Это была Кассандра. В комнатушке, которую освещала скудным светом балконная лампочка, она спала в шезлонге, закутавшись в прорезиненный плащ. Алькальд зажал ей пальцами нос; она застонала, рванулась и открыла глаза.
- Мне приснился сон, - сказала она.
Алькальд включил в комнате свет. Заслонив глаза руками, женщина как-то жалостно изогнулась, и, когда он взглянул на ее серебристые ногти и выбритую подмышку, у него сжалось сердце.
- Ну и нахал же ты, - сказала она. - Я здесь с одиннадцати.
- Я думал, ты придешь ко мне домой.
- У меня не было пропуска.
Ее волосы, за два дня до этого отливавшие медью, теперь были серебристо-серые.
- Я не сообразил, - улыбнулся алькальд и, повесив плащ, сел в кресло рядом. - Надеюсь, они не подумали, что это ты расклеиваешь бумажки.
К ней уже возвращалась непринужденность.
- К сожалению, - отозвалась она, - Обожаю сильные ощущения.
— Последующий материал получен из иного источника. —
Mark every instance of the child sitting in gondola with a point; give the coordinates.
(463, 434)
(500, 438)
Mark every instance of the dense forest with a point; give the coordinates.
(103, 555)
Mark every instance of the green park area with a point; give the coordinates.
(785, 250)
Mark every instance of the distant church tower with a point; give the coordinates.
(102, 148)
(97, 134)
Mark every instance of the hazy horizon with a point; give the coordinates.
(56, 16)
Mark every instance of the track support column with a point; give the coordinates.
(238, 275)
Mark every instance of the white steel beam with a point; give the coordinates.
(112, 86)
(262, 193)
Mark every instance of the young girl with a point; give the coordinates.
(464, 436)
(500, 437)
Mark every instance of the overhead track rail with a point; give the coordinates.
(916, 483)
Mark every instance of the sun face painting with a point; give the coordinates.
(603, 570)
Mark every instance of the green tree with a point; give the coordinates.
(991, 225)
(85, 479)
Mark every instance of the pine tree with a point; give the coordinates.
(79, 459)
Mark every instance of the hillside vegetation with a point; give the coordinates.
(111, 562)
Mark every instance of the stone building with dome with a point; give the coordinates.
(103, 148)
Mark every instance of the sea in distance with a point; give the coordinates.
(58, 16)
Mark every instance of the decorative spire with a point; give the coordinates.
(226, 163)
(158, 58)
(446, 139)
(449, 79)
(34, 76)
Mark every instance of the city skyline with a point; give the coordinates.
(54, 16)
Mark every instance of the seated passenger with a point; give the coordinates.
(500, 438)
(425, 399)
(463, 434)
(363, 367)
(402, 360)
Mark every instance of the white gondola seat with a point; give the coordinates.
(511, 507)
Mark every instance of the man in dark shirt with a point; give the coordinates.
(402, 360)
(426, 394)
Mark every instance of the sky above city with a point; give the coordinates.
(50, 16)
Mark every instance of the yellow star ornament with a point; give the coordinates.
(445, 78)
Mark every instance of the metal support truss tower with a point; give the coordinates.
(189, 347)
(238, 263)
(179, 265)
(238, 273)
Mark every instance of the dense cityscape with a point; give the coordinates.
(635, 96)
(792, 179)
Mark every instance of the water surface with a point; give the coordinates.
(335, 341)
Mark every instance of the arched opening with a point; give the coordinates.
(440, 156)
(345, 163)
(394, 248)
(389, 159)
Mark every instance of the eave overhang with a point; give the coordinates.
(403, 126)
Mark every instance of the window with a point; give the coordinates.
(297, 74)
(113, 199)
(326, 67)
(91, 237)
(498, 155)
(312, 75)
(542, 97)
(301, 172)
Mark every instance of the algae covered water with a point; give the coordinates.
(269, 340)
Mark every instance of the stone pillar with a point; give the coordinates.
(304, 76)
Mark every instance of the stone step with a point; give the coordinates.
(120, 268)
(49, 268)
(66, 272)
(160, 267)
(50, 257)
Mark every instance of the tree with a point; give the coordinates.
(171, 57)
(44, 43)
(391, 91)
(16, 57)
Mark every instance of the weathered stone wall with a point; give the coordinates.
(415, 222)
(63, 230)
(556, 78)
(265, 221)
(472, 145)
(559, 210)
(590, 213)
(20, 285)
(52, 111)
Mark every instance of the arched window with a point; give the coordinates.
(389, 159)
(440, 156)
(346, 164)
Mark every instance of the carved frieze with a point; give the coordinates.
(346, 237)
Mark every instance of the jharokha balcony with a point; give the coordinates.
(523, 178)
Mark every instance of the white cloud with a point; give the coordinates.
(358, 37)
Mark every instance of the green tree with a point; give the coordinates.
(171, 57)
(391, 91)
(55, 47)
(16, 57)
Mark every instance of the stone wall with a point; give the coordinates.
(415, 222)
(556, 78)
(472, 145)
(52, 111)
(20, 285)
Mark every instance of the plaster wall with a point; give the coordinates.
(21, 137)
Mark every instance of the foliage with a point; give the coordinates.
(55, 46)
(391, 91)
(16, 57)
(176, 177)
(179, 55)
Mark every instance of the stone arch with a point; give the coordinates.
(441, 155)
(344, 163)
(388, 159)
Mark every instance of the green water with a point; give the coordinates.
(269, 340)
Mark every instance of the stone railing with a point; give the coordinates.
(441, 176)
Внезапно ей показалось, что в этой комнате алькальд никогда не бывал и попал сюда совсем случайно. С какой-то беззащитностью похрустывая суставами пальцев, он выдавил из себя:
- Ты должна оказать мне одну услугу.
Она посмотрела на него вопросительно.
- Пусть это будет между нами, - продолжал алькальд. - Я хочу, чтобы ты погадала мне на картах. Ты можешь узнать, кто всем этим занимается?
Она отвернулась и, немного помолчав, сказала:
- Понимаю.
Алькальд добавил:
- Я делаю это прежде всего ради вас, циркачей.
Она кивнула.
- Я уже гадала, - сказала она.
Алькальд не мог скрыть нетерпения.
- Получилось очень странно, - с рассчитанным мелодраматизмом продолжала она. - Карты были такие понятные, что мне стало страшно, когда я увидела их на столе.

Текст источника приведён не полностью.